Entrapment by gardai leaves a very sour taste in the mouth
Was the public humiliation of the men arrested trying to buy sex really necessary, asks Eilis O'Hanlon
Think of it as an early Christmas present for the National Women's Council. Irish feminists have long argued that the guards should follow Sweden's example and target men buying sex rather than the prostitutes selling the service, and last week they got their wish with the charging of 27 men in Limerick District Court with offences under the 1993 Sexual Offences Act.
Twenty-one pleaded guilty and were ordered by Judge Eamon O'Brien to pay the maximum statutory fine of €470 to a local charity helping migrants. Six others are to appear in court between now and February.

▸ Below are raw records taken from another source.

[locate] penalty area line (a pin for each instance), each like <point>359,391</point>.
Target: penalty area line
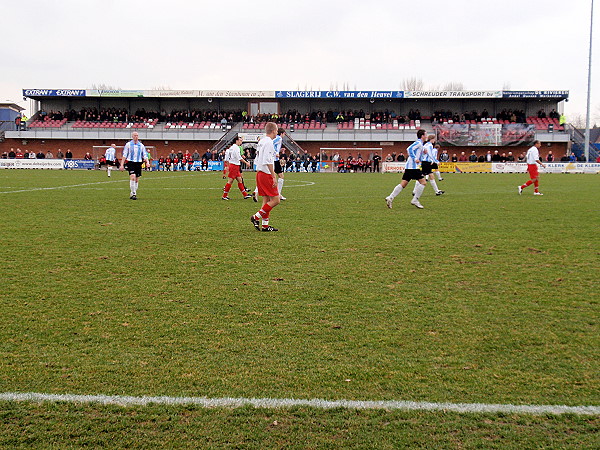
<point>278,403</point>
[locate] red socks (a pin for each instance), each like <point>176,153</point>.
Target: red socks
<point>226,189</point>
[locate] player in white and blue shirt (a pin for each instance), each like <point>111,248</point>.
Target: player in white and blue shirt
<point>134,154</point>
<point>428,159</point>
<point>277,143</point>
<point>412,171</point>
<point>436,162</point>
<point>110,155</point>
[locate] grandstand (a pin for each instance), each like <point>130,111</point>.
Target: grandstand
<point>197,120</point>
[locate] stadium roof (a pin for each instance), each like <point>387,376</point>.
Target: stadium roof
<point>366,94</point>
<point>13,106</point>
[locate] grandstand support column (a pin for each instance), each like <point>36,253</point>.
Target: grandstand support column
<point>587,117</point>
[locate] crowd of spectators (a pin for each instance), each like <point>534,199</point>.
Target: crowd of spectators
<point>141,115</point>
<point>514,116</point>
<point>293,116</point>
<point>290,117</point>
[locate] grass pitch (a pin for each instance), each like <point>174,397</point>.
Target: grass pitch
<point>484,296</point>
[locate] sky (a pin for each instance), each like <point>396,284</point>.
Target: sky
<point>305,45</point>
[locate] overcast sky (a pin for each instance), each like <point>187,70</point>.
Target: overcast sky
<point>266,45</point>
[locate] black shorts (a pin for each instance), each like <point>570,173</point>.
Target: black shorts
<point>426,167</point>
<point>134,168</point>
<point>412,174</point>
<point>277,167</point>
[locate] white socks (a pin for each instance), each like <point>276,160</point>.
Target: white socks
<point>419,188</point>
<point>396,191</point>
<point>133,187</point>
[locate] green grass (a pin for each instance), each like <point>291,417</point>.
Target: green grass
<point>484,296</point>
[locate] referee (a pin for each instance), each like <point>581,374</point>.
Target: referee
<point>134,154</point>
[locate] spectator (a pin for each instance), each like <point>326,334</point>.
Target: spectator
<point>376,160</point>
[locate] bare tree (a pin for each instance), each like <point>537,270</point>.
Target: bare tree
<point>577,120</point>
<point>105,87</point>
<point>413,84</point>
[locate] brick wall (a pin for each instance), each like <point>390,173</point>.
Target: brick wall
<point>81,147</point>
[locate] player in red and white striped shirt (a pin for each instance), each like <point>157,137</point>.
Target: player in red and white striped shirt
<point>533,159</point>
<point>266,178</point>
<point>232,161</point>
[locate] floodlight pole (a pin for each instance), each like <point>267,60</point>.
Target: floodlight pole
<point>587,118</point>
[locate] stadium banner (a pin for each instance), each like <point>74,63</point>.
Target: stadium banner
<point>509,167</point>
<point>452,94</point>
<point>79,164</point>
<point>392,167</point>
<point>467,167</point>
<point>113,93</point>
<point>240,94</point>
<point>31,164</point>
<point>54,93</point>
<point>251,137</point>
<point>339,94</point>
<point>212,165</point>
<point>485,135</point>
<point>535,94</point>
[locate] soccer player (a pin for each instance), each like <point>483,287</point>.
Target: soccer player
<point>435,166</point>
<point>277,142</point>
<point>533,159</point>
<point>412,172</point>
<point>266,178</point>
<point>134,154</point>
<point>233,158</point>
<point>110,155</point>
<point>428,160</point>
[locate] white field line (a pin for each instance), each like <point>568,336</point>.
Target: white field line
<point>308,183</point>
<point>278,403</point>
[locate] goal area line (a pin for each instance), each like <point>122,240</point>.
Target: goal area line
<point>276,403</point>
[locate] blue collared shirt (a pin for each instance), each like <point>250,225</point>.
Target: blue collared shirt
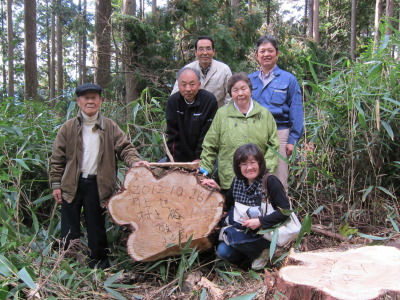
<point>281,95</point>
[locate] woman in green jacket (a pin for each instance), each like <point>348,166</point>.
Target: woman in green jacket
<point>240,122</point>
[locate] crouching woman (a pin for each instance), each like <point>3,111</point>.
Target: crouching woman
<point>239,240</point>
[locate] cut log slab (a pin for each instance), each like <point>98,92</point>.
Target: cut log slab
<point>164,211</point>
<point>363,273</point>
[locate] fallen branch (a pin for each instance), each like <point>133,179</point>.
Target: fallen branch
<point>189,166</point>
<point>330,234</point>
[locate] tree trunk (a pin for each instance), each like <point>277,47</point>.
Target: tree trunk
<point>30,59</point>
<point>316,21</point>
<point>60,72</point>
<point>165,211</point>
<point>10,38</point>
<point>84,43</point>
<point>52,70</point>
<point>3,51</point>
<point>361,273</point>
<point>80,47</point>
<point>153,7</point>
<point>131,94</point>
<point>305,18</point>
<point>378,16</point>
<point>310,18</point>
<point>353,29</point>
<point>235,8</point>
<point>328,19</point>
<point>389,15</point>
<point>102,53</point>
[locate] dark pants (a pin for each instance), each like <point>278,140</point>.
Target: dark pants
<point>87,196</point>
<point>239,252</point>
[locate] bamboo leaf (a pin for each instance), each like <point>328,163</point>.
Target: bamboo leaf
<point>272,246</point>
<point>115,293</point>
<point>375,71</point>
<point>112,279</point>
<point>21,163</point>
<point>388,129</point>
<point>203,295</point>
<point>385,42</point>
<point>395,226</point>
<point>366,193</point>
<point>244,297</point>
<point>35,222</point>
<point>26,277</point>
<point>42,199</point>
<point>312,70</point>
<point>372,237</point>
<point>4,235</point>
<point>386,191</point>
<point>318,210</point>
<point>6,267</point>
<point>305,227</point>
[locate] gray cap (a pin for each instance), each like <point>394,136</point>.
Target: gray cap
<point>84,88</point>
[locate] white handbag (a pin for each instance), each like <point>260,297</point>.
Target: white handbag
<point>287,232</point>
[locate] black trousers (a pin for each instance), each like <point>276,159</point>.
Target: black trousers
<point>87,196</point>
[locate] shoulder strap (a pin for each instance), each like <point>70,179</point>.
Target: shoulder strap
<point>264,183</point>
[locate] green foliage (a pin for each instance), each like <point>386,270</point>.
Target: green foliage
<point>352,125</point>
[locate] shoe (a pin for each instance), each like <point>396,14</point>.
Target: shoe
<point>261,261</point>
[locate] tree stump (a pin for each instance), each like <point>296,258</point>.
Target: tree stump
<point>165,212</point>
<point>363,273</point>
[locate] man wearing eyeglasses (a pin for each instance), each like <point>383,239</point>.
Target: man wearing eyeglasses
<point>214,74</point>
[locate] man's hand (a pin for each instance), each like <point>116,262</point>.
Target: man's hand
<point>210,183</point>
<point>140,163</point>
<point>57,195</point>
<point>251,223</point>
<point>289,149</point>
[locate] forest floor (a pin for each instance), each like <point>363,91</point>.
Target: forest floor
<point>215,279</point>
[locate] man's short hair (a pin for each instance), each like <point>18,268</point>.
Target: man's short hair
<point>204,37</point>
<point>241,76</point>
<point>267,39</point>
<point>243,153</point>
<point>84,88</point>
<point>188,69</point>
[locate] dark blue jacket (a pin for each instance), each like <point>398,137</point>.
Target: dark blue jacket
<point>282,97</point>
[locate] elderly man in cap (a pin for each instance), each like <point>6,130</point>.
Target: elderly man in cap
<point>83,171</point>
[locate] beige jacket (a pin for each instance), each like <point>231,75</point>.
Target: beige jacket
<point>66,159</point>
<point>215,82</point>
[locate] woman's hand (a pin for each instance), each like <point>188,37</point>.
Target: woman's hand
<point>210,183</point>
<point>141,163</point>
<point>252,223</point>
<point>57,195</point>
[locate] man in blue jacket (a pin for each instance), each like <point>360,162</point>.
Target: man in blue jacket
<point>279,92</point>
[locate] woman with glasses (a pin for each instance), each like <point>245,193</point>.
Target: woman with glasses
<point>239,241</point>
<point>240,122</point>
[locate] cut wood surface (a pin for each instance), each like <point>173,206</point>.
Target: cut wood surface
<point>189,165</point>
<point>363,273</point>
<point>165,211</point>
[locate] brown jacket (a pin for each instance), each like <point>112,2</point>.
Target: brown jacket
<point>66,159</point>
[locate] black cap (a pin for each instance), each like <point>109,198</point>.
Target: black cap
<point>84,88</point>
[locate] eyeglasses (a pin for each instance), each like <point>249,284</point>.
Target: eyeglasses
<point>250,164</point>
<point>207,49</point>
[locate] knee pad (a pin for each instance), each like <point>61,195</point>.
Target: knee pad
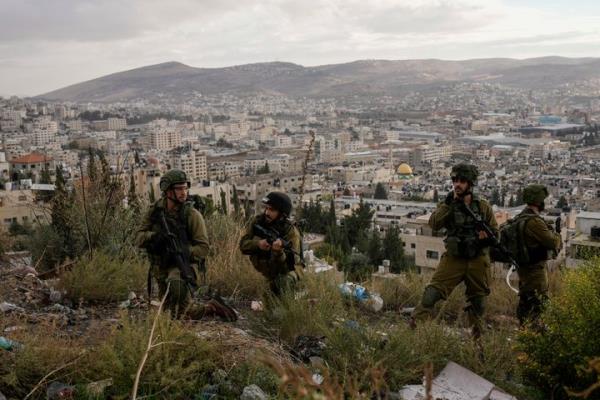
<point>178,292</point>
<point>431,295</point>
<point>476,305</point>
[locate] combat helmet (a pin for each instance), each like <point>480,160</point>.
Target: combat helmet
<point>279,201</point>
<point>465,171</point>
<point>173,177</point>
<point>535,194</point>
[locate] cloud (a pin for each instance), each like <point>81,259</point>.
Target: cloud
<point>48,44</point>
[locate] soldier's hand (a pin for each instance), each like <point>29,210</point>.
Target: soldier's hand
<point>264,245</point>
<point>449,198</point>
<point>277,245</point>
<point>467,199</point>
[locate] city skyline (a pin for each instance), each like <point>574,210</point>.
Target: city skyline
<point>49,46</point>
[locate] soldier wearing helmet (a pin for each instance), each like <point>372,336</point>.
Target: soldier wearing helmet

It was an interesting experiment, if nothing else. Previous observers in Ireland had little to go on, when arguing this issue, other than some dusty Swedish sociological surveys and the loud interventions of women's rights campaigners with a vested interest in finding the answers that they're looking for in the Scandinavian model. Increasingly, we're getting a chance to see for ourselves what it looks like in practice. First came a trial run in Dublin over the summer, which was deemed a success after 60 men were arrested and charged. Now it's Limerick's turn. Where next is the policing equivalent of a lotto draw? Men of Galway, Cork, Waterford -- it could be you.